A review by rageofachilles
Tracks by Louise Erdrich

5.0

This is one of the best books I’ve ever read. It’s not for everyone, though. The best way to read it is after finishing Love Medicine (The Beet Queen is optional). I also read The Last Report of The Miracle at Little No Horse years ago so some of the characters were already familiar. This novel stretches all the way back to the early 20th century, sketching out the lives of characters, Fleur Pillager (and her cousin Moses Pillager), Nanapush, Pauline Puyat, Margaret Kashpaw, and others. The plot revolves around the ever dwindling reservation land and Fluer’s attempt at maintaining her home by the lake. The plot might not excite, but the novel really shines when Erdrich weaves together the daily lives of her Ojibwe characters with Ojibwe myths.
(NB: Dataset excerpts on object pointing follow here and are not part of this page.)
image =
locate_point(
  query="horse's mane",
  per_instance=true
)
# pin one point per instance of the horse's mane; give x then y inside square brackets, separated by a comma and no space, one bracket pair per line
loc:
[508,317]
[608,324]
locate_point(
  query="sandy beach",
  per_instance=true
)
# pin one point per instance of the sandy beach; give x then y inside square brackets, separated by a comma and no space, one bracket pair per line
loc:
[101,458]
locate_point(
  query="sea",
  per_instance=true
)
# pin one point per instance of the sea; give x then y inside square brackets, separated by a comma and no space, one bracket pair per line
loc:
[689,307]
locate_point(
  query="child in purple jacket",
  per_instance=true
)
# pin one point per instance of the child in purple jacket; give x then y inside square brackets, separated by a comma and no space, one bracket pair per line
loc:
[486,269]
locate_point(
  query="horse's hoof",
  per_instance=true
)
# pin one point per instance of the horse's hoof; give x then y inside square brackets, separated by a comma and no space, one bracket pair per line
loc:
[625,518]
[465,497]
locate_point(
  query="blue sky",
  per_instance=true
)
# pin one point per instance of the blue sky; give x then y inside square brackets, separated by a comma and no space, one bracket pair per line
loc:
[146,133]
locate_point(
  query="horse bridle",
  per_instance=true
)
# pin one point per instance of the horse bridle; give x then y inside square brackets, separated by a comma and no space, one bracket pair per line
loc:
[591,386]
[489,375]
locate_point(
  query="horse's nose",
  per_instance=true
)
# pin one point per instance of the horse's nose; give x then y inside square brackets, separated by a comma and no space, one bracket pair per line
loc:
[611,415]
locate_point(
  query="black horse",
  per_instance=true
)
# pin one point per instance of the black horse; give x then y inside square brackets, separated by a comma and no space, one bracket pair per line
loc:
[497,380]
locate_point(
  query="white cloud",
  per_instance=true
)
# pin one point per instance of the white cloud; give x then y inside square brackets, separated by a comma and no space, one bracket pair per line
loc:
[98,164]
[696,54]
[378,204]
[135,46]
The push and pull between modernization and traditional beliefs propels the novel forward, more so than any plot. In Erdrich’s skilled hands, Misshepeshu, the lake monster, haunts the novel, becoming a symbol of the unknowable, a symbol of all that is lost when modernity comes to the lake.

For those that are interested, Nanapush becomes a part of the myth as well, becoming a main character in the oral tradition of Mooshum in Erdrich’s The Round House (set in 1988).